Get your daily, bite-sized digest of cryptoasset and blockchain-related news – investigating the stories flying under the radar of today’s crypto news.


Investments news

  • Goldman Sachs executed its first trade of ethereum (ETH) non-deliverable forwards, a derivative that pays out in cash based on the price of ETH, Bloomberg reported, citing Marex Financial, Goldman’s counterparty in this transaction. This derivative gives institutional investors exposure without having to hold ETH.

Exchange news

  • decided to cut almost 5% of its workforce, or about 260 employees, CEO Kris Marszalek said in a tweet. This was done in order to “ensure continued and sustainable growth for the long term” amid the market downturn, he added.
  • Binance announced they will not support the deposits and withdrawals of litecoin (LTC) that utilize the MimbleWimble Extension Blocks (MWEB) function, which provides users with an option of sending confidential LTC transactions without revealing any transaction information.
  • Coinbase CEO Brian Armstrong responded to an online petition purportedly coming from one or a group of Coinbase workers calling out the management team for numerous mistakes and demanding the exits of Chief Operating Officer Emilie Choi, Chief Product Officer Surojit Chatterjee, and Chief People Officer L.J. Brock.
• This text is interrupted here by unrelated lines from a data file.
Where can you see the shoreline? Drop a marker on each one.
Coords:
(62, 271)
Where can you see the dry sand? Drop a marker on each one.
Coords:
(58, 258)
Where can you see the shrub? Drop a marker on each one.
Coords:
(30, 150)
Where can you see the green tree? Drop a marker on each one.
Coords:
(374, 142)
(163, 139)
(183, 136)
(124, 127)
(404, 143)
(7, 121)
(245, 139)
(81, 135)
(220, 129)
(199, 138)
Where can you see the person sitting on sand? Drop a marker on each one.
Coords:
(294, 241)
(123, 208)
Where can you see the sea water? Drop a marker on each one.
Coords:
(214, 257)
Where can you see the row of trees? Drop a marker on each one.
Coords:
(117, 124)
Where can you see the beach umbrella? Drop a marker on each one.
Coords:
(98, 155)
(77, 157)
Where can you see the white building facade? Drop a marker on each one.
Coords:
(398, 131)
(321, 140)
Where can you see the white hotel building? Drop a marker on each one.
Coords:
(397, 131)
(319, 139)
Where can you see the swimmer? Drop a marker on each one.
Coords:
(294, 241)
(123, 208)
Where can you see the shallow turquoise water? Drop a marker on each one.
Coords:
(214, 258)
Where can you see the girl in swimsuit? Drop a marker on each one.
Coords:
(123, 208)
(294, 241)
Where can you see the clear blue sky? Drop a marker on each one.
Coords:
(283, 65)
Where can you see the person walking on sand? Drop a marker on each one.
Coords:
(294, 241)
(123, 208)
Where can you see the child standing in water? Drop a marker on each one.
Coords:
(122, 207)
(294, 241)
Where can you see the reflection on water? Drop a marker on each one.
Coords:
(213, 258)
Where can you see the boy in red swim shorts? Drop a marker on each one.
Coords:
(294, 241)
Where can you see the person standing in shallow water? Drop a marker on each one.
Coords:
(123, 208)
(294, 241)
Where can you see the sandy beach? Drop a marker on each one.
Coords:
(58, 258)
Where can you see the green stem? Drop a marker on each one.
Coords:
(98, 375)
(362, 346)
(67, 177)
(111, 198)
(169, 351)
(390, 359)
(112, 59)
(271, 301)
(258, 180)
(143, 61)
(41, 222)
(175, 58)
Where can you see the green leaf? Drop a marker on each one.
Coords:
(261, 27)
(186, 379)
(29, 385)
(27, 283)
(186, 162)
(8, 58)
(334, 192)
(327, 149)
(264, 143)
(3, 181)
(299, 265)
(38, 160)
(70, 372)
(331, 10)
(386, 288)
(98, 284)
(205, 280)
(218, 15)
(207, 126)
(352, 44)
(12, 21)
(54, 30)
He urged the anonymous petitioners to “quit and find a company to work at that you believe in,” and later added that “if you get caught you will be fired.”

Legal news

  • Binance.US is facing a class-action lawsuit from investors for the sale of terra (LUNA) and terraUSD (UST) tokens. The lawsuit alleges that Binance.US is not registered as a broker-dealer in the US and that it sold the tokens as unregistered securities and misled investors into buying them.

Regulation news

  • The European Union might reach an agreement on key legislation to regulate the crypto sector this month, which would set common rules across its member states, Bloomberg reported, citing people familiar with the matter. Negotiators are expected to meet on June 14 and June 30.
  • Crypto firm BlockFi tapped a five-person policy team with law and lobbying firm Arnold & Porter Kaye Scholer to work on “regulatory and tax policy for financial service providers in digital assets,” according to Reuters.

Adoption news

  • Money transfer service MoneyGram and the Stellar Development Foundation (SDF), a non-profit organization that supports the development and growth of blockchain project Stellar (XLM), announced the initial roll-out of their on/off-ramp service for digital wallets that provides cash users access to crypto via any participating MoneyGram location. The service is now available in a number of “key remittance markets,” including Canada, Kenya, the Philippines, and the US for the first wave of users, with global cash-out functionality expected to be available by the end of June 2022.

Web3 news

  • Institutional crypto gateway Elwood announced it is using blockchain oracle project Chainlink (LINK) to help bring Web3 market data and analytics to smart contracts. Elwood will be contributing its asset pricing data to Chainlink decentralized oracle networks to generate tamper-resistant oracle reports, they said.